B-segment sedan becomes cheaper in price thanks to new turbo engine improving fuel economy and lowering CO2 emissions.
When Honda developed today’s Civic and Accord sedans, the Japanese carmaker gave both of them fastback-like profiles so that they can shed some conservatism amid the SUV brouhaha.
But that hasn’t happened in the latest City sedan, seen here in all-new form for the first time ever. Apparently, Honda has been cautious with what it describes as one of its most important models developed for emerging markets.
As ever, the fifth-generation City features a classic three-box silhouette to match other B-segment players like the Mazda 2, Mitsubishi Attrage, Nissan Almera, Suzuki Ciaz and Toyota Yaris Ativ.
For the first time, the City comes with the RS package for sporty palates. Like in other models, the City RS has been made special visually with black-coloured bits.
The City’s cabin has been made tidier in design and features a new infotainment system handling various functions and connectivity.
Honda hasn’t revealed any dimensions of the body and details about the mechanical underpinnings yet, although it’s understood to share a platform with the new Jazz that was just launched in Japan last month.
Powering the City is 1.0-litre three-cylinder petrol-turbo engine developing 122hp at 5,500rpm and 173Nm of torque between 2,000-4,500rpm. The CVT automatic has seven-speed manual mode and helps the City achieve 23.8kpl on the combined cycle and less than 100g/km of CO2.
The previous City has 1.5-litre non-turbo motor producing 117hp at 6,000rpm and 146Nm of 4,700. Average fuel consumption was a far lower 17.9kpl and CO2 emissions a higher 133g/km.
So despite its super-evolutionary design, the City’s powertrain has improved by a considerable margin in terms of power, overtaking punch (higher torque), fuel economy and CO2 emissions.
A main reason is Honda’s aspiration to make the City attract Ecocar II rules (the City never was tailored for Ecocar I, unlike the unsuccessful Brio Amaze A-segment sedan). As a result, excise tax for the City has dropped from 20% down to 12%.

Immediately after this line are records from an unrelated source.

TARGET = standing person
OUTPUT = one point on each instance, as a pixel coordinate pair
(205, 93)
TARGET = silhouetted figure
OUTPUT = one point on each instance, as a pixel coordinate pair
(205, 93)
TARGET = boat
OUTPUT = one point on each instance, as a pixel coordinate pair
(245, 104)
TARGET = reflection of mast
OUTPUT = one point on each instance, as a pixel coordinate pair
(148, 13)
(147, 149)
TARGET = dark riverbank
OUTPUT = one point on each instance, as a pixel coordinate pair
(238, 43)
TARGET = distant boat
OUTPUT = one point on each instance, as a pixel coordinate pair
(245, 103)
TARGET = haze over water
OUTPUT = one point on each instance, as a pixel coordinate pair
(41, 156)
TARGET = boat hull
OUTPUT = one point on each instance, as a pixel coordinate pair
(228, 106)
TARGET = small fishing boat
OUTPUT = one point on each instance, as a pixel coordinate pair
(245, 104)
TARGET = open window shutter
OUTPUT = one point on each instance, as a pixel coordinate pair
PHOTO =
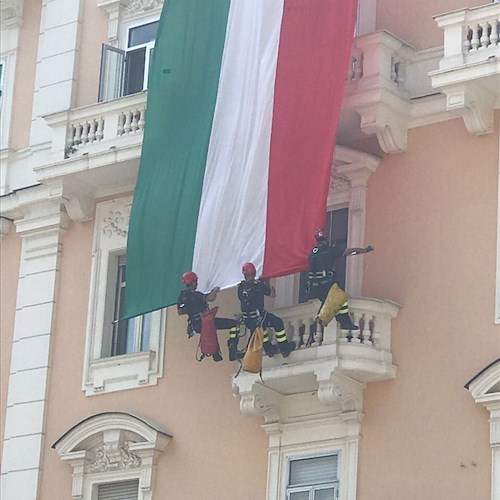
(111, 77)
(123, 490)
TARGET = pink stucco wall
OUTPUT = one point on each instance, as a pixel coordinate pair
(10, 252)
(215, 453)
(432, 219)
(94, 33)
(25, 75)
(412, 21)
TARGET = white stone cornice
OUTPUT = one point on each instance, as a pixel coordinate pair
(5, 225)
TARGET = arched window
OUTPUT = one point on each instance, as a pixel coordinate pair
(112, 454)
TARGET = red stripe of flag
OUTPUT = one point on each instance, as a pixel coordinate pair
(314, 52)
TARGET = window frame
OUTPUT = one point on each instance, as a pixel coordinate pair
(103, 373)
(114, 431)
(312, 488)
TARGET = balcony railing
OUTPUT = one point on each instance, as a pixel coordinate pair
(98, 127)
(469, 72)
(362, 356)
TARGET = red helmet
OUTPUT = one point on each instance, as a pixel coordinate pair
(320, 234)
(189, 277)
(249, 269)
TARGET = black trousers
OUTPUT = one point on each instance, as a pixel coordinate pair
(270, 320)
(220, 324)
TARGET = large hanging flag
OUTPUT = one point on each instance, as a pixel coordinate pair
(243, 103)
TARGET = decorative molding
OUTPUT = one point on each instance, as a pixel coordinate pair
(135, 6)
(114, 456)
(11, 13)
(116, 223)
(388, 124)
(97, 451)
(476, 105)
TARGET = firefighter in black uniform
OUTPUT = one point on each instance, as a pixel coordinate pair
(251, 292)
(193, 303)
(322, 274)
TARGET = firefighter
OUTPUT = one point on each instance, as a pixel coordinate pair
(251, 292)
(322, 274)
(193, 303)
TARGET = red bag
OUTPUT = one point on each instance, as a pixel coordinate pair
(208, 342)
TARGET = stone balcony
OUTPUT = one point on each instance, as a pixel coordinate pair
(469, 72)
(335, 367)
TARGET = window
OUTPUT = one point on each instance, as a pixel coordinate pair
(131, 335)
(125, 71)
(313, 478)
(123, 490)
(118, 354)
(113, 456)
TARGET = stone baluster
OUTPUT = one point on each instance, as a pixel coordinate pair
(467, 41)
(128, 122)
(100, 129)
(121, 124)
(70, 141)
(92, 130)
(495, 25)
(85, 133)
(135, 120)
(78, 135)
(142, 119)
(374, 328)
(485, 39)
(475, 37)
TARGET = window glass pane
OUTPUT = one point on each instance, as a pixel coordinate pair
(111, 77)
(299, 495)
(142, 34)
(123, 490)
(146, 331)
(325, 494)
(336, 229)
(134, 71)
(314, 471)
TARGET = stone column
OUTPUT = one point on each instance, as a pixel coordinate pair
(41, 230)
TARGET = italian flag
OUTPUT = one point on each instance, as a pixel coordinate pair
(243, 103)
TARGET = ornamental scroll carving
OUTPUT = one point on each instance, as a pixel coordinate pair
(135, 6)
(114, 456)
(116, 223)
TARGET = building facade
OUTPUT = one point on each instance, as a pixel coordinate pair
(406, 408)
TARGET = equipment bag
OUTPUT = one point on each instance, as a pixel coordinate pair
(209, 343)
(334, 300)
(252, 361)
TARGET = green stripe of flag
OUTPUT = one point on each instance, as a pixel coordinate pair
(180, 107)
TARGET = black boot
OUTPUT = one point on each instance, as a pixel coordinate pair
(286, 348)
(346, 322)
(269, 348)
(217, 356)
(234, 354)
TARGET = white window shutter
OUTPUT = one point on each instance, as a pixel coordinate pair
(112, 70)
(123, 490)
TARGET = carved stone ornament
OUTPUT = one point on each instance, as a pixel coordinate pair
(114, 456)
(339, 184)
(116, 223)
(142, 5)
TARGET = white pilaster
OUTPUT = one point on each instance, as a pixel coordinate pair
(57, 64)
(41, 231)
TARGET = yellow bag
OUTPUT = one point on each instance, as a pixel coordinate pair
(334, 300)
(252, 361)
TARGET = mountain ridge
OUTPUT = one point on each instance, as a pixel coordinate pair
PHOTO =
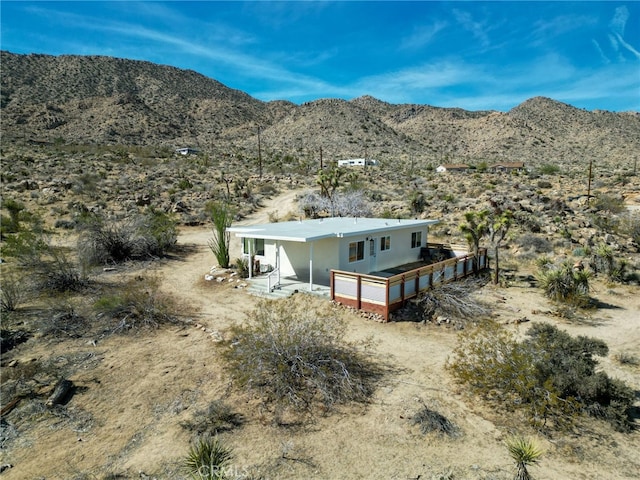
(97, 99)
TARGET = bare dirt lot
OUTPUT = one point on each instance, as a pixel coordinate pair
(135, 391)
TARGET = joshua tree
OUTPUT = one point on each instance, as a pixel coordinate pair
(221, 215)
(475, 228)
(525, 452)
(497, 228)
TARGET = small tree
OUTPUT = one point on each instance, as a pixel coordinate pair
(474, 229)
(525, 453)
(221, 214)
(208, 459)
(296, 358)
(497, 228)
(564, 283)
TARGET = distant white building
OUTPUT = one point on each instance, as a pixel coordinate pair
(452, 167)
(186, 151)
(358, 162)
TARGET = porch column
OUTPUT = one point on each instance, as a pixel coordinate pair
(278, 259)
(249, 262)
(311, 267)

So it must be cheaper in price…
Yes it is. The entry-level S trim costs 579,000 baht (10k less), V 609,000 baht (40k less) and SV 665,000 baht (71k less). All have six airbags, with the range-topper getting the most in driver-assist tech. The style-led RS goes for 739,000 baht.
This should be good news for sedan buyers on a budget. Apart from being priced on par with all of its competitors (with only the Almera having turbo tech to match), the new City looks good value with strong brand credentials.